Analysis and Comparison of Dockerized and Standalone Apache Spark Configurations for Efficient Distributed Data Processing
Published in In the proceedings of ASYU 2024: International Symposium on Computer and Information Sciences, 2024
Download paper here Use Google Scholar for full citation
Apache Spark, a powerful distributed computing framework, has become a key to handling large-scale data processing tasks in many applications, including signal processing. However, there are different considerations for performance, cost, or ease of use during the development and deployment stages. This paper benchmarks Apache Spark on different local setups in terms of performance and elaborates on alternative cloud computing costs.

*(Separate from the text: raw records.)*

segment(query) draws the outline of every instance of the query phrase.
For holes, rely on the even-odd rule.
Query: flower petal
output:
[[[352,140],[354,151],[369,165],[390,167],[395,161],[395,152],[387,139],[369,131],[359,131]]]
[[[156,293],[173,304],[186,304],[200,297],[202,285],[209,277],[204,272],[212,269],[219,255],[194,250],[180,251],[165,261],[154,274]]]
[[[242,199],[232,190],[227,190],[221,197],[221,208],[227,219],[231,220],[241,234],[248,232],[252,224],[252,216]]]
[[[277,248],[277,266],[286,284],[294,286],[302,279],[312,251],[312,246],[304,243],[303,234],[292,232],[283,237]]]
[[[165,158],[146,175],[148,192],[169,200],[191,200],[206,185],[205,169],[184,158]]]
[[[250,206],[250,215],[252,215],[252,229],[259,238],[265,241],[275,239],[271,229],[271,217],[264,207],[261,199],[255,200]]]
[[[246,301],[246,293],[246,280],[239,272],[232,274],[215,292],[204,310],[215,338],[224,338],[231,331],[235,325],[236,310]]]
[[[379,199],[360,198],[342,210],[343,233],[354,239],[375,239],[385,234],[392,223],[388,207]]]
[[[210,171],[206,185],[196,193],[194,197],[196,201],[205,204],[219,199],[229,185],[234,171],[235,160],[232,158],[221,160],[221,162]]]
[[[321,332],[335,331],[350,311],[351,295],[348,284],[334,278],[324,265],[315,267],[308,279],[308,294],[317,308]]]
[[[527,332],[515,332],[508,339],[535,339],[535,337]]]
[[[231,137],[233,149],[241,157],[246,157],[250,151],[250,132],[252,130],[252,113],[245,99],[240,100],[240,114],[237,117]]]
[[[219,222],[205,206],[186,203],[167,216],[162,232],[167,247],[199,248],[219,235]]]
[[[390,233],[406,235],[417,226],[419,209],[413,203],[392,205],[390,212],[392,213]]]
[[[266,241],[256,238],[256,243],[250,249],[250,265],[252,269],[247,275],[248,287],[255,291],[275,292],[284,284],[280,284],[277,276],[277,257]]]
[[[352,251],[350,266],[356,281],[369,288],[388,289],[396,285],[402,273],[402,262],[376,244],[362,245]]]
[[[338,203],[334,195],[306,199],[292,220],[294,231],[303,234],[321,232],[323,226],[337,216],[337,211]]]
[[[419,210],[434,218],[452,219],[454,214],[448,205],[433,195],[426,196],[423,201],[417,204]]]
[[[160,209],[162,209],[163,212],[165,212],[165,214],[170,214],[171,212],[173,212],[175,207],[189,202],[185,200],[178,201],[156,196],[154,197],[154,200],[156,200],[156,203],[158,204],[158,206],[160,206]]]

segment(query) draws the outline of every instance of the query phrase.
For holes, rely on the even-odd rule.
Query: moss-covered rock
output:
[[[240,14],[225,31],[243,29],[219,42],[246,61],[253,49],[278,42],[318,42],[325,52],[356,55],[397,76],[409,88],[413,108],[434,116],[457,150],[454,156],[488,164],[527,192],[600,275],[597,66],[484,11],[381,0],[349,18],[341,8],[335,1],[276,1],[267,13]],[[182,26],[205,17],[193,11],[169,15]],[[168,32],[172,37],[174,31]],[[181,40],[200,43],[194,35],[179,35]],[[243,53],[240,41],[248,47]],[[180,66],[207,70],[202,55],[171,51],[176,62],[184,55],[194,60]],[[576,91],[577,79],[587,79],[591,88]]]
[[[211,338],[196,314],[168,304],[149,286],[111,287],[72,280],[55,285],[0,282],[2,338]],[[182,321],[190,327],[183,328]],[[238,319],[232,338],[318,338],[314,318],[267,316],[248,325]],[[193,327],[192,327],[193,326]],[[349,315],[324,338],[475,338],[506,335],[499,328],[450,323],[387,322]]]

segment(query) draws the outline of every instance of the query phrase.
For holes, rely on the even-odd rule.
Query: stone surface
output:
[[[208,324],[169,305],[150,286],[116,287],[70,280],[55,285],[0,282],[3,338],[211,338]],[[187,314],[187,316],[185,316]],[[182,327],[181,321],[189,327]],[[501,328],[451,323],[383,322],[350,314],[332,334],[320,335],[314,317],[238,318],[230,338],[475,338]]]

Performances of different Spark master-slave configurations with Docker and no Docker are evaluated over different numbers of worker nodes, cores, memory, and executors. Spark WordCount benchmark is tested on Wikipedia datasets of sizes ranging from 1GB to 25GB. The results reveal that in local setups Docker creates additional parameter complexity as well as performance overheads, therefore a ``no Docker’’ setup is a better choice. We also observe the dominance of I/O bottlenecks in local setups. These results can help practitioners choose optimal setups for different Development and Operations (DevOps) and big data processing scenarios.
Recommended citation: Alain Ndigande, Ismail Ari, Sedat Özer, "Analysis and Comparison of Dockerized and Standalone Apache Spark Configurations for Efficient Distributed Data Processing." In the proceedings of ASYU 2024: International Symposium on Computer and Information Sciences, 2024.